Throwback Thursday - Hiding in Plain Sight - Part 3 - Motorcycle Man

Meet #19 - TC Chambers
It was about 10 AM when the crowd began to thin out, making it much easier to find a few more hidden gems. That's when I came across TC Chambers and his 1968 Harley Davidson Sprint Tracker. I asked him about the bike and it's history. This is what he told me.

These dirt trackers were the predecessors to today's motocross bikes. In the 60's and 70's we traveled across the US going from one dirt track race to another. You have to remember what the highway system was like back then, sure not like today. Almost every highway was just 2 lanes. We'd convoy overnight to avoid traffic and speeding tickets, 3 to a truck, we'd take turns sleeping and driving."
"I rode for several different factory's in my days, mostly BSA and Harley. Harley imported these from Italy. They were made by Aremacci. Not very many factory parts on one a real factory racer"
"The whole bike was made for one thing, racing. We got all of the parts through Harley, except fort the frame. The frame was made by Sonic-Weld. It was also the most expensive part of the bike. Harley started making a mass produced design a few years later, for a fraction of the cost, so you don't see a lot of these around anymore."
The whole bike weighs in at 180 lbs (that's about 80 lbs more than the average walk-behind lawnmower).  Everything except the tank and seat is alloy to keep the weight down. They are also the only painted parts on the bike. 

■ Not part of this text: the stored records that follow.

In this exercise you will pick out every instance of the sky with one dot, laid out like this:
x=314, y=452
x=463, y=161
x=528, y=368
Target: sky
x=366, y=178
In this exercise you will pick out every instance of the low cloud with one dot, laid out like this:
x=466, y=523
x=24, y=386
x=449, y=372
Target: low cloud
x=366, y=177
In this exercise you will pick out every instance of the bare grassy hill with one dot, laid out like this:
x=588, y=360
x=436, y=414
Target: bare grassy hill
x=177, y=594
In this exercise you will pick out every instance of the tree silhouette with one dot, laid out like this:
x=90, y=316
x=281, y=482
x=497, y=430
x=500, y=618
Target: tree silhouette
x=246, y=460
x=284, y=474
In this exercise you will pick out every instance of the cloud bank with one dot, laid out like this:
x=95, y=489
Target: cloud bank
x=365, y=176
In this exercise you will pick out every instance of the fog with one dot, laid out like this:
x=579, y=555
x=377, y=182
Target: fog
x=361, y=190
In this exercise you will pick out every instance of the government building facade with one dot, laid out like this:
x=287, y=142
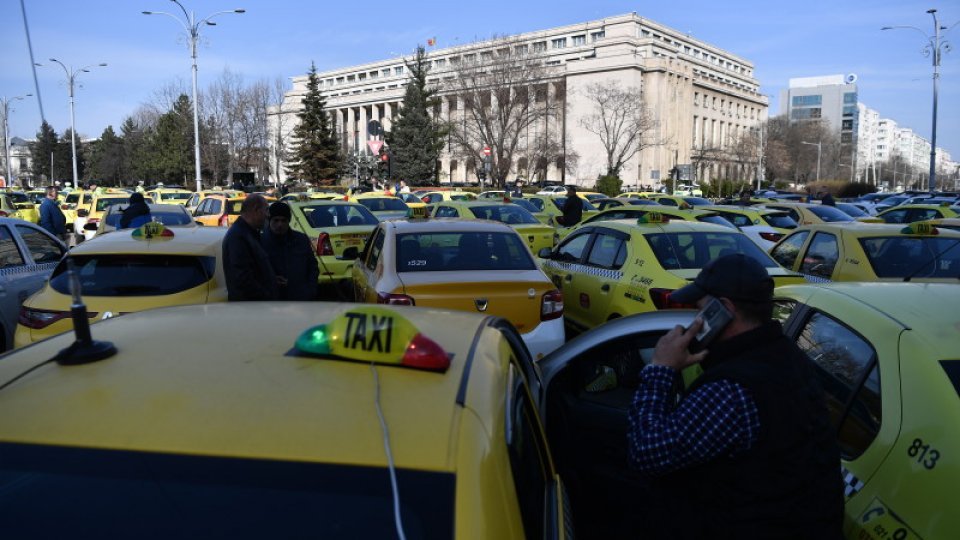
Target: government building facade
x=703, y=101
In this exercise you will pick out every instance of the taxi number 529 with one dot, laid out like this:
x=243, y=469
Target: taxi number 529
x=924, y=454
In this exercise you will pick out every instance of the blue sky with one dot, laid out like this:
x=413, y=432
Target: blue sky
x=279, y=39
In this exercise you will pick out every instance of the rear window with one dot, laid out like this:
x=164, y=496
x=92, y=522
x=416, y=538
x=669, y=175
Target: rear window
x=506, y=213
x=781, y=221
x=321, y=216
x=830, y=214
x=158, y=496
x=383, y=204
x=902, y=256
x=433, y=252
x=692, y=250
x=134, y=274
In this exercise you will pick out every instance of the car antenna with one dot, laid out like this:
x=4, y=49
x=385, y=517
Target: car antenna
x=84, y=350
x=935, y=257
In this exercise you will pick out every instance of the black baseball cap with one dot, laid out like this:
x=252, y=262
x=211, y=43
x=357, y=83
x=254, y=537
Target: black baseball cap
x=737, y=277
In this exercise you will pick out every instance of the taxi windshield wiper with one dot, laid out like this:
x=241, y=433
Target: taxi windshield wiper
x=932, y=260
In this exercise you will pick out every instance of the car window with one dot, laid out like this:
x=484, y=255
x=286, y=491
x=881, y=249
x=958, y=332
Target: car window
x=848, y=370
x=821, y=257
x=42, y=248
x=786, y=253
x=571, y=250
x=902, y=256
x=135, y=274
x=9, y=252
x=607, y=251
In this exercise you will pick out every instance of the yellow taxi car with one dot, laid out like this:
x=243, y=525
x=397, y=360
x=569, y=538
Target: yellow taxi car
x=332, y=226
x=384, y=206
x=534, y=233
x=808, y=213
x=316, y=419
x=475, y=266
x=431, y=197
x=170, y=196
x=871, y=252
x=609, y=269
x=888, y=358
x=908, y=213
x=148, y=267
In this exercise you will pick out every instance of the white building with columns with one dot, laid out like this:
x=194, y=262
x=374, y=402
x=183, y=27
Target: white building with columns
x=702, y=96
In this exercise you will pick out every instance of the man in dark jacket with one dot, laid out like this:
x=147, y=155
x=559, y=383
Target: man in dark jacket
x=51, y=217
x=572, y=208
x=136, y=209
x=748, y=451
x=245, y=264
x=290, y=255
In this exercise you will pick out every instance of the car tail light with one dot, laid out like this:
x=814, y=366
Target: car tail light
x=323, y=247
x=551, y=305
x=40, y=318
x=771, y=237
x=394, y=299
x=661, y=299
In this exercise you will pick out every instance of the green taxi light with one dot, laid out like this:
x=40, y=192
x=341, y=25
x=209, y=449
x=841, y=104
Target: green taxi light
x=374, y=334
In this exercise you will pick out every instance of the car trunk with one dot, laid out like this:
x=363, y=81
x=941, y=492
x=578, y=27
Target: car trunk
x=515, y=295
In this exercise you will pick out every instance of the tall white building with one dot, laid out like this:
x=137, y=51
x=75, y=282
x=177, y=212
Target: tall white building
x=702, y=96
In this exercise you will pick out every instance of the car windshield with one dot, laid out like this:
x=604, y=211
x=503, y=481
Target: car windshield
x=913, y=256
x=510, y=214
x=780, y=220
x=692, y=250
x=381, y=204
x=453, y=251
x=830, y=214
x=167, y=217
x=135, y=274
x=321, y=216
x=177, y=495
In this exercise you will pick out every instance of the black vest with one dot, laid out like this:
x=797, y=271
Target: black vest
x=788, y=485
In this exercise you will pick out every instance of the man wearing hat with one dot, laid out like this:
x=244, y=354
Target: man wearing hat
x=290, y=255
x=748, y=450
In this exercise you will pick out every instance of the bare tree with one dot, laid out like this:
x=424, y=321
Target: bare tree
x=622, y=121
x=511, y=102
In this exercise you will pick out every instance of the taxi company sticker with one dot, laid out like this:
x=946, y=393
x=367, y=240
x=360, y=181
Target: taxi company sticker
x=879, y=523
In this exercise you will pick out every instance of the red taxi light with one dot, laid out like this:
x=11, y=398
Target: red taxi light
x=771, y=237
x=39, y=319
x=395, y=299
x=424, y=353
x=661, y=299
x=323, y=246
x=551, y=305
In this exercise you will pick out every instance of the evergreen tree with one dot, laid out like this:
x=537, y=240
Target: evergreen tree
x=417, y=138
x=315, y=155
x=40, y=151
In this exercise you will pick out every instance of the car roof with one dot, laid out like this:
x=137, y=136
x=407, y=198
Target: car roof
x=185, y=240
x=243, y=395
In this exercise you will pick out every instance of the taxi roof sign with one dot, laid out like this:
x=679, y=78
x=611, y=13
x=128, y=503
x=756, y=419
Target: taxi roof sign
x=377, y=335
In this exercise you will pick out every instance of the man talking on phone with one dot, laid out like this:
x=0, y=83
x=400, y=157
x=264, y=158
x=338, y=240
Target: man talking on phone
x=748, y=450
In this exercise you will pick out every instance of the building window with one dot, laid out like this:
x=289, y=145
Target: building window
x=806, y=101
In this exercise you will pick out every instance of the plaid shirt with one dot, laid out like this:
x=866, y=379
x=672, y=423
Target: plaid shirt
x=717, y=419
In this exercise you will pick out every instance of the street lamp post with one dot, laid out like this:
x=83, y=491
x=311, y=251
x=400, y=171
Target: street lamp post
x=819, y=145
x=72, y=75
x=936, y=44
x=6, y=133
x=192, y=26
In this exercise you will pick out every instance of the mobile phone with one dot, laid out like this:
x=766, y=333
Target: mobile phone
x=715, y=317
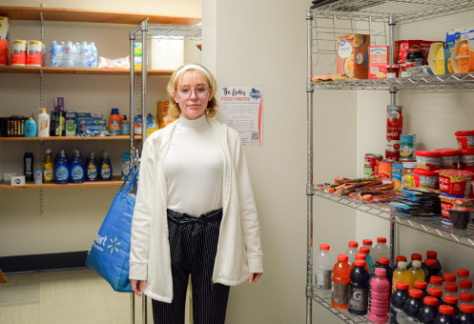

"Dirt tracks would chew everything up, so the fewer painted parts, the better. The frame's not chromed, it's nickle-plated. Chroming it would have made the frame brittle."

"We carried a a big supply of rear sprockets. We changed them to match the length of the track. Sliding through the turns meant we couldn't shift, so we'd get in top gear as fast as possible, spin it up to 10,000 RPM, and hold on.

"No brakes either. Even if there were, they wouldn't do much good on dirt.The only way to to slow down or speed up was to use the throttle."
TC and one of his BSA's from 1961
I asked TC if he was still racing. "No, I gave that up a long time ago, but I still ride a Harley almost every day."
We both had to chuckle when we heard the conversations of some passers-by. "What's the red button for?", asked one fellow. "That's the horn...it wouldn't be street legal without it."
Controls were as simple as possible, clutch, kill switch, tach (tape marked at 10,000 RPM), and throttle.